Grilled Peach Salad with Blackberries, Avocado and Maple Pecans (Summer Salad)
This blackberry peach salad is loaded with grilled peaches, avocado, blackberries, blueberries, Gorgonzola, and maple-glazed pecans. Fresh, colorful, and ready in just 25 minutes. This grilled peach salad is perfect for summer dinners, BBQs, potlucks, or entertaining.
Make the quick pickled onions: In a jar, bowl or heatproof container, combine the vinegar, sugar, and salt and stir until dissolved.

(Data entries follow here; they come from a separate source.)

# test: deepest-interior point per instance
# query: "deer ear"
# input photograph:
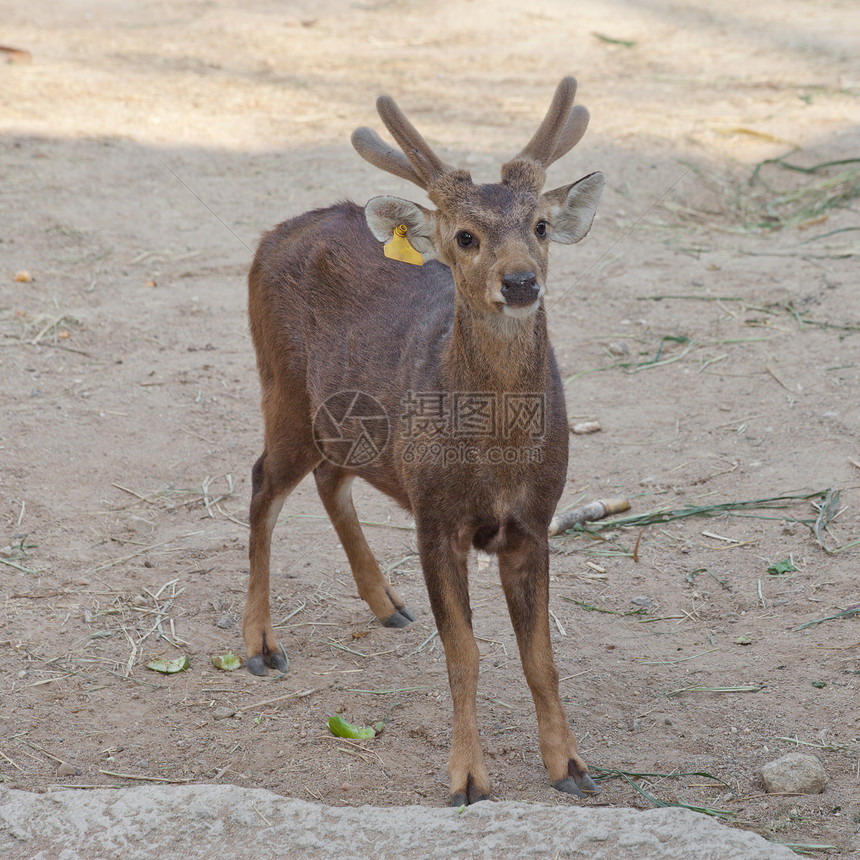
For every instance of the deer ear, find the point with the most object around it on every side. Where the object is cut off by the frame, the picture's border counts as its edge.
(572, 208)
(384, 214)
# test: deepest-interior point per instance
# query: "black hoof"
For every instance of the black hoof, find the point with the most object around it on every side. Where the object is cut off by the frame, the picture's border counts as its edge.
(460, 799)
(256, 666)
(278, 661)
(400, 618)
(586, 788)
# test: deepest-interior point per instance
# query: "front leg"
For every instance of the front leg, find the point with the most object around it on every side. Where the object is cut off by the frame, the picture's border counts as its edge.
(525, 579)
(447, 581)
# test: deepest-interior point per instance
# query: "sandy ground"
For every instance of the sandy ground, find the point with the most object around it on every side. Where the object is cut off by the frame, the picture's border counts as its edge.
(143, 150)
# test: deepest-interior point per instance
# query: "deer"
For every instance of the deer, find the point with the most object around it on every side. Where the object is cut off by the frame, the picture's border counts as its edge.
(421, 333)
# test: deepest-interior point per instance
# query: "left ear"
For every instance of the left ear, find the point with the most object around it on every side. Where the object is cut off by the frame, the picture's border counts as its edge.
(572, 208)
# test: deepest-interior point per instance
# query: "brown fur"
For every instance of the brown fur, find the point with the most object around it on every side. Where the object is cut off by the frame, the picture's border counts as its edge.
(329, 313)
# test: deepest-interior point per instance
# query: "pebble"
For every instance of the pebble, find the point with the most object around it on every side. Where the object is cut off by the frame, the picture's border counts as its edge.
(794, 773)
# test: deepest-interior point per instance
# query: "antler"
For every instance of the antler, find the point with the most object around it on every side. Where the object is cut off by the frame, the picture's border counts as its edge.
(418, 163)
(561, 129)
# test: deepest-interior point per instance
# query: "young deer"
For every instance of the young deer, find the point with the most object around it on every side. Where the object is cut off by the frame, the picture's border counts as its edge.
(430, 382)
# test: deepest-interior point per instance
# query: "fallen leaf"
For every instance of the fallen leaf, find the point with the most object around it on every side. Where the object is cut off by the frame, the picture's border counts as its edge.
(169, 667)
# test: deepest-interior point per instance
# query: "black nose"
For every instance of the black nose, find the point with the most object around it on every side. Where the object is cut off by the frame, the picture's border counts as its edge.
(520, 288)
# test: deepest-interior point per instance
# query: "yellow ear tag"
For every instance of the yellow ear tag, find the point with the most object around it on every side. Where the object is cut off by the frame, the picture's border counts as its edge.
(400, 249)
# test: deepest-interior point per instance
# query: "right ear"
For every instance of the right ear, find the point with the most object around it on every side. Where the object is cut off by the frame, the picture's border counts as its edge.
(384, 214)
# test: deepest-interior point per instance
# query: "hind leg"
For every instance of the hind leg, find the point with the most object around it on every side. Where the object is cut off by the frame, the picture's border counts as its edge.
(524, 570)
(275, 475)
(334, 486)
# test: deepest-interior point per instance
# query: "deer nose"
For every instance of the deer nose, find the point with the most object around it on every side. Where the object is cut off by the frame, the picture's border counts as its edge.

Place the sliced red onions in a colander set over the sink. Carefully pour boiling water over the onions, allowing the water to drain away completely.
Transfer the onions to the vinegar mixture and stir gently to coat. Set aside while you prepare the remaining ingredients. The onions will lightly pickle and their flavor continues to develop as they sit.
Make the maple glazed pecans: Add the pecans and maple syrup to a large skillet and place over medium-low heat. Cook, stirring frequently, until the maple syrup thickens and evenly coats the pecans.
Remove the skillet from the heat and sprinkle the pecans with flaky sea salt and a pinch of cinnamon.
Spread them onto a plate or parchment-lined surface to cool. As they cool, the maple coating will cling to the pecans and create a caramelized, glossy finish.
Grill the peaches: heat a grill pan or skillet over medium-high heat and cook the peach slices briefly on each side until lightly caramelized with visible grill marks. Allow them to cool slightly before assembling the salad.
Make the dressing: whisk together the olive oil, lemon juice, honey, Dijon mustard, basil, mint, salt, and pepper until smooth and fully combined.
Assemble the salad: place the spinach and arugula in a large serving bowl or in small individual bowls. Drizzle with a small amount of the dressing and toss gently until the leaves are lightly coated.
Arrange the cucumber, pickled onions, sliced avocado, peaches, blackberries, and blueberries over the top. Sprinkle with the Gorgonzola and maple-glazed pecans.
Finish with fresh basil and mint leaves and drizzle with additional dressing just before serving.
Notes
For the most attractive presentation, reserve a handful of pecans, berries, and cheese to scatter over the finished grilled peach salad just before serving.
Dress the greens lightly. It is easier to add more dressing later than to fix an overdressed salad.
Make-Ahead and Storage Tips
Maple-Glazed Pecans: Make up to 3 days ahead and store in a dry, airtight container.
Pickled onions: Make up to 3 days ahead — they only get better. Store refrigerated in their brine. The quick pickled onions can be refrigerated for up to 2 weeks.
Dressing: Whisk up to 2 days ahead and refrigerate in a sealed jar.
Refrigerator: If preparing ahead, store the dressing, glazed pecans, pickled onions, and salad components separately in airtight containers in the refrigerator. Assemble just before serving for the freshest texture and appearance.